O cardeal Gracias se disse convencido de que não existem alternativas reais à colegialidade e à sinodalidade, resumindo o desafio enfrentado juntos. 

O desafio dos abusos sexuais na Igreja

O abuso sexual de menores e adultos na Igreja revela uma complexa rede de fatores interligados entre os quais: psicopatologia, decisões morais pecaminosas, ambientes sociais que permitem o abuso, respostas institucionais e pastorais muitas vezes inadequadas ou claramente danosas ou falta de respostas.

O abuso perpetrado por clérigos, acrescentou (bispos, sacerdotes, diáconos) e por outros que servem na Igreja (por exemplo professores, catequistas, treinadores) traduzem-se em danos incalculáveis quer diretos, quer indiretos. 

Justiça

Embora o abuso sexual seja muitas coisas, entre as quais violação e traição da confiança, na sua raiz é um ato de grave injustiça. As vítimas falam do seu sentimento de terem sido injustamente violadas. “Uma obrigação fundamental que diz respeito a todos nós, individualmente e colegialmente, é dar justiça àqueles que foram violados.” 

Recuperação

Além de defender a justiça, observou o cardeal, uma Igreja colegial representa a recuperação. “Certamente, essa recuperação deve alcançar as vítimas dos abusos. Deve também estender-se às pessoas atingidas, incluído as comunidades cuja confiança foi traída ou duramente colocada à prova.

“A primeira mensagem, dirigida em particular às vítimas, é uma solidariedade respeitosa e o reconhecimento honesto da sua dor e do seu sofrimento. Embora isto pareça óbvio, nem sempre se verificou. Ignorar ou minimizar aquilo que as vítimas experimentaram exaspera-lhes a dor e retarda a sua recuperação. No seio de uma Igreja colegial podemos unir-nos na consideração e na compaixão para alcançar a compreensão.” 

Peregrinação

Tomando a imagem de povo peregrino de Deus, o purpurado ressaltou que esta condição significa que somos uma comunidade continuamente chamada ao arrependimento e ao discernimento. “Devemos arrepender-nos e fazê-lo colegialmente, porque falimos ao longo do caminho. Devemos procurar o perdão”, enfatizou.

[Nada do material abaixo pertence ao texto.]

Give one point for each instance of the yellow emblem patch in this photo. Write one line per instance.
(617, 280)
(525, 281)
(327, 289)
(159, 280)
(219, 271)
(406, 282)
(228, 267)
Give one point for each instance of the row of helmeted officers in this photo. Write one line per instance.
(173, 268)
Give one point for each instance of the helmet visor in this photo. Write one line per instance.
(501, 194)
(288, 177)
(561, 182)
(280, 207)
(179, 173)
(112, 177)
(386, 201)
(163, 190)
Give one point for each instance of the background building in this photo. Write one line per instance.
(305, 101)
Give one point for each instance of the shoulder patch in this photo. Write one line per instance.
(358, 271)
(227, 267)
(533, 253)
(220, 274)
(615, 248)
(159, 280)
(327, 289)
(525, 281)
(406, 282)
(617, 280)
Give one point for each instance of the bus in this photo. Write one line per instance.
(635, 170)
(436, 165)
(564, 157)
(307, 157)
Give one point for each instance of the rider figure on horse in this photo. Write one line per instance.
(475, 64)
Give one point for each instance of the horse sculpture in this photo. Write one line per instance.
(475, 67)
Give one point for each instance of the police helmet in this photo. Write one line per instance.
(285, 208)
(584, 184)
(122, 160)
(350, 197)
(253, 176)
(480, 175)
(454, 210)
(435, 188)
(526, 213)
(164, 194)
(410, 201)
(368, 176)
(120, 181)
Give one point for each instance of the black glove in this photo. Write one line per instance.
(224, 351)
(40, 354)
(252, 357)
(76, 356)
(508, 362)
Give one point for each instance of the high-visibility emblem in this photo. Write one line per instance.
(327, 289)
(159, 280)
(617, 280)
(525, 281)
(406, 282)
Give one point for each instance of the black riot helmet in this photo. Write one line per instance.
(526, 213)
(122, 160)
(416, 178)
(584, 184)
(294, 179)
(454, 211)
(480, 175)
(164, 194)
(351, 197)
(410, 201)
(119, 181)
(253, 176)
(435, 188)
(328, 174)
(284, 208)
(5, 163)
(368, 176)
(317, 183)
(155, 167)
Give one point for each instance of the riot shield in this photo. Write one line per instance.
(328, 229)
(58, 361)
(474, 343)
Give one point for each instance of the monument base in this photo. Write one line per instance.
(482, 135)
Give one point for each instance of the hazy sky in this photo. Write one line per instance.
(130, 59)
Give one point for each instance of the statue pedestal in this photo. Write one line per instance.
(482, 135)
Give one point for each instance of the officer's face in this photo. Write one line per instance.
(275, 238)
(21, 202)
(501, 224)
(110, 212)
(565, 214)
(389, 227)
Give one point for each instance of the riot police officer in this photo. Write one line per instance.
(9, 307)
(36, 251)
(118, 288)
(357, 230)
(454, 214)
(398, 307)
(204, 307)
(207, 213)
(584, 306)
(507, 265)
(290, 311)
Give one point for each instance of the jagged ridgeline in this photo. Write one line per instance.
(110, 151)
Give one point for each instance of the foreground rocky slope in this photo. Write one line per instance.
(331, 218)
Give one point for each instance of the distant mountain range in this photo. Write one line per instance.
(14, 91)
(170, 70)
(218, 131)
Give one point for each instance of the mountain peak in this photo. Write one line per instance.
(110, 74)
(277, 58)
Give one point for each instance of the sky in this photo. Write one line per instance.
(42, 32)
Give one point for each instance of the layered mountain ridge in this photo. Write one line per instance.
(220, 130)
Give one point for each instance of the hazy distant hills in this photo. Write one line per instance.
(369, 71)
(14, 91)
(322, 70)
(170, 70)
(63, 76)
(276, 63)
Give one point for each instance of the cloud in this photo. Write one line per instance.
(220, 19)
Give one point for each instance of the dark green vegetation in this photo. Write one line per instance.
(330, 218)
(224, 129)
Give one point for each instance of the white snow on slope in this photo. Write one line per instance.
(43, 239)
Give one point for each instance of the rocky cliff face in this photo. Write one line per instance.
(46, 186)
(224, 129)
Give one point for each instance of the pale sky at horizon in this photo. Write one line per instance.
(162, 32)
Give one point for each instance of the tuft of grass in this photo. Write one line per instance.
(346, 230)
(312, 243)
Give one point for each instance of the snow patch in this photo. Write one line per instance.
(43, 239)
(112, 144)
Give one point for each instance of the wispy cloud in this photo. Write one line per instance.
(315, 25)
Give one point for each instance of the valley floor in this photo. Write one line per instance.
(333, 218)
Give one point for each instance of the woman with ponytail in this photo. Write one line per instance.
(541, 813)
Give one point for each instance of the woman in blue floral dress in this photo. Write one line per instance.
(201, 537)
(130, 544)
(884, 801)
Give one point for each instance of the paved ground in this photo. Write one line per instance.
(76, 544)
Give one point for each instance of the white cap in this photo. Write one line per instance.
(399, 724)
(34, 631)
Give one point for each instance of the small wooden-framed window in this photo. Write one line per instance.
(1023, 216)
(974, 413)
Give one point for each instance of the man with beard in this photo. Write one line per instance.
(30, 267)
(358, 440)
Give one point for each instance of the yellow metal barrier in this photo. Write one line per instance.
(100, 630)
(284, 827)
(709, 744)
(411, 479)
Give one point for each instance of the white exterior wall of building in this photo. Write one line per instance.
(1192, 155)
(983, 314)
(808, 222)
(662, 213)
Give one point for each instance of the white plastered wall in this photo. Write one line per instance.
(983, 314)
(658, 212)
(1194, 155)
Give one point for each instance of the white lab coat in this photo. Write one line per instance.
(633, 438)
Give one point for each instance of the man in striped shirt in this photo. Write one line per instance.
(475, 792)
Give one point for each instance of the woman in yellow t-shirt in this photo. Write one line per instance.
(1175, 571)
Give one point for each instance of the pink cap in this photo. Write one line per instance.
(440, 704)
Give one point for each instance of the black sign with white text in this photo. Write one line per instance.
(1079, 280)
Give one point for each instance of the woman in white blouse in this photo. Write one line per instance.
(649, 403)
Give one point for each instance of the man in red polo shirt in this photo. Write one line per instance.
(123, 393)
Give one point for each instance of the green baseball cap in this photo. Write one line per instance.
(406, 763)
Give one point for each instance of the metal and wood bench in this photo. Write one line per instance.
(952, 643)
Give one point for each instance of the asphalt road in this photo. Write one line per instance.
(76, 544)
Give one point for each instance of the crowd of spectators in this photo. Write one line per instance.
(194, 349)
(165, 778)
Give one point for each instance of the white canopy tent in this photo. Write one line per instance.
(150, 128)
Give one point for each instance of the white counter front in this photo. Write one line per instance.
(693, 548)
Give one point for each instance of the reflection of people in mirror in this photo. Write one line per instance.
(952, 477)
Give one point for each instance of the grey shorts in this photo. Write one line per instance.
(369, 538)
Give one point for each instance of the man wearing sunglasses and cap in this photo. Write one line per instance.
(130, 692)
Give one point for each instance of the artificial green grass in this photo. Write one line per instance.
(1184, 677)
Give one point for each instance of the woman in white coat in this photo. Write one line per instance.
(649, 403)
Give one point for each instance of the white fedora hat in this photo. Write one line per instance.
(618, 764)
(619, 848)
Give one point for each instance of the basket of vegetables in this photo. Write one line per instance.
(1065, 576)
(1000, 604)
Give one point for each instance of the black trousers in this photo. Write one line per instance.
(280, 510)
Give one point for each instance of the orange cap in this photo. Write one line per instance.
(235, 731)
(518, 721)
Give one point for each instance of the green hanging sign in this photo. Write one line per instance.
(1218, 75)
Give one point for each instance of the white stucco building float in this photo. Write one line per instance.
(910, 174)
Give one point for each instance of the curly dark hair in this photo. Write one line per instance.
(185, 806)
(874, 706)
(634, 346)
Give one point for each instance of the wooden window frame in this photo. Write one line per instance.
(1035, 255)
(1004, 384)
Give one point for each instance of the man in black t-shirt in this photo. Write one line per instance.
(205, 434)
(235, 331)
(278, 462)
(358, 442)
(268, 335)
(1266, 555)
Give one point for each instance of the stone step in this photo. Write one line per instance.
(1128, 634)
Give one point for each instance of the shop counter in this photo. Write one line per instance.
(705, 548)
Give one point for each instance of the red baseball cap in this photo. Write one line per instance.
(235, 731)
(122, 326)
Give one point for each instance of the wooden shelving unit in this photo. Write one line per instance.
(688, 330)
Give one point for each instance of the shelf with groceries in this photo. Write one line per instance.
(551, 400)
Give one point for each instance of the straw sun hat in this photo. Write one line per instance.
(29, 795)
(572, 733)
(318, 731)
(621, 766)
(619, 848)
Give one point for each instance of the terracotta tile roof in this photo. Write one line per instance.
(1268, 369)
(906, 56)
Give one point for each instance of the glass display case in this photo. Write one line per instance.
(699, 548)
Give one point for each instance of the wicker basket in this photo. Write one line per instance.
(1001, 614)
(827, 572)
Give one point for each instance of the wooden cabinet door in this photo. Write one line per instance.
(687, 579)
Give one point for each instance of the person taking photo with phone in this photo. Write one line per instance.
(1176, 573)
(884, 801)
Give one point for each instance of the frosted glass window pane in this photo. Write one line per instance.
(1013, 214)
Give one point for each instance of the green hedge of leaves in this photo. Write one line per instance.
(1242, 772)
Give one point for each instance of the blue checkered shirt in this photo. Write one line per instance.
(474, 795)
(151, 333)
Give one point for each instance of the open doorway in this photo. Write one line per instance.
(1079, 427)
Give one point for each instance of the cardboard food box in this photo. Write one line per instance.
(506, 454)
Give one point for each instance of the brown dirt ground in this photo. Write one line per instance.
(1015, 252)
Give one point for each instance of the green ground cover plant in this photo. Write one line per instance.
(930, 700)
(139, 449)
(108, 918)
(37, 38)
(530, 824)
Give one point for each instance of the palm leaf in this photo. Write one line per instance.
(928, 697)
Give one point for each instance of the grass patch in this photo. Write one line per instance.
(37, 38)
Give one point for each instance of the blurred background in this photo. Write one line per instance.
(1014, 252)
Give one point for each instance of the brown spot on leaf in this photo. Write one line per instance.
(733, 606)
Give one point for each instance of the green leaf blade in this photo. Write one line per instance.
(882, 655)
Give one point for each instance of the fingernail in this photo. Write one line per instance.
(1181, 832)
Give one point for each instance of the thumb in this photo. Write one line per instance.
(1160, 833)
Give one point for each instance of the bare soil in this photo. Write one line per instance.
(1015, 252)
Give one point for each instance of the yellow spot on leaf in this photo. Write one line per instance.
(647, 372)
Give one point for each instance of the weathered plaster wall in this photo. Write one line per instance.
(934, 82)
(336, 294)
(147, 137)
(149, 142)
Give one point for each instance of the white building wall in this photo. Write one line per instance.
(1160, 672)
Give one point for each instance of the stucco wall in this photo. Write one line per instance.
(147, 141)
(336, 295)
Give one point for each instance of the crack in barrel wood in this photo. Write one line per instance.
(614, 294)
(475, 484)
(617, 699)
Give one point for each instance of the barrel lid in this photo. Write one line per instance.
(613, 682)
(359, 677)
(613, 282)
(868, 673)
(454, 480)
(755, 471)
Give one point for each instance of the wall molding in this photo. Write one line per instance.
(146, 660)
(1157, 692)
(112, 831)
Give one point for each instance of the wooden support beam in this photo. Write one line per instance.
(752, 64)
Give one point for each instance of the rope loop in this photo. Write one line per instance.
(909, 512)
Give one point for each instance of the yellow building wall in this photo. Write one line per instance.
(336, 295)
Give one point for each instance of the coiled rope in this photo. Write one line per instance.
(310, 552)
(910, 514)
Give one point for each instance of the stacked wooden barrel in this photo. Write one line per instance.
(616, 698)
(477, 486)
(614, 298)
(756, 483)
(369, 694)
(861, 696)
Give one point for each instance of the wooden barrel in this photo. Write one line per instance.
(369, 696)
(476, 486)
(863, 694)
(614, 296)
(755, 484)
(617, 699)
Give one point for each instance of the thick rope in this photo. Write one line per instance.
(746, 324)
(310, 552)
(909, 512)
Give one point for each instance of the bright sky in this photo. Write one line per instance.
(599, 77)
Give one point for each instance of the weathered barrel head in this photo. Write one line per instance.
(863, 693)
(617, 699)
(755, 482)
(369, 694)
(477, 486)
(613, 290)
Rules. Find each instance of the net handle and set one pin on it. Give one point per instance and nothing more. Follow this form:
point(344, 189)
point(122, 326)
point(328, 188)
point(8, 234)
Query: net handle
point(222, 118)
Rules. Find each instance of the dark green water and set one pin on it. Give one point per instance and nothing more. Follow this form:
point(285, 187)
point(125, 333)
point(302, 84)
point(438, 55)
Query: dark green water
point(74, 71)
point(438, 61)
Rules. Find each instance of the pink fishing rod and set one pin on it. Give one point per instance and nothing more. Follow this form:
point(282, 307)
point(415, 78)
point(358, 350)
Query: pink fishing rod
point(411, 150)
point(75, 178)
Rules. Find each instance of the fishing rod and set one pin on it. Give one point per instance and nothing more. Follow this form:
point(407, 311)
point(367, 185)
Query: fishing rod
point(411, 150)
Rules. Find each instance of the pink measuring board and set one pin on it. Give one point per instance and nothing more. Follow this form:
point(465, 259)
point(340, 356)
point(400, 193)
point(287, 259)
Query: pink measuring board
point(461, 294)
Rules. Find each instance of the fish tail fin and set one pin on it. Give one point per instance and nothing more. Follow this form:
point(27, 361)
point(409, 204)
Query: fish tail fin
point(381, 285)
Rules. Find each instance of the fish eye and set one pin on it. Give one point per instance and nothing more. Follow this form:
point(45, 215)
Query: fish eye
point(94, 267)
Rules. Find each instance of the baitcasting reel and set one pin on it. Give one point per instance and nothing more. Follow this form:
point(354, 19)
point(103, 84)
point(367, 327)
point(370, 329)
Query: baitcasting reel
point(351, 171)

“Há muito a ser feito. Com os desdobramentos da crise dos abusos, sabemos que não existe uma solução fácil ou rápida. Estamos sintonizados para seguir em frente, passo a passo e juntos. Isto requer discernimento.”

Para assumir esta colegialidade, a fim de enfrentar a questão da prestação de contas e responsabilidade, o cardeal indiano propôs na sua conclusão, reivindicar a nossa identidade no colégio apostólico unido ao Sucessor de Pedro, e fazê-lo com humildade e franqueza; invocar coragem e audácia, porque o percurso não está traçado com grande precisão e exatidão; abraçar o caminho do discernimento prático, porque queremos realizar aquilo que Deus quer de nós nas circunstâncias concretas da nossa vida; e ser dispostos a pagar o preço de seguir a vontade de Deus em circunstâncias incertas e dolorosas.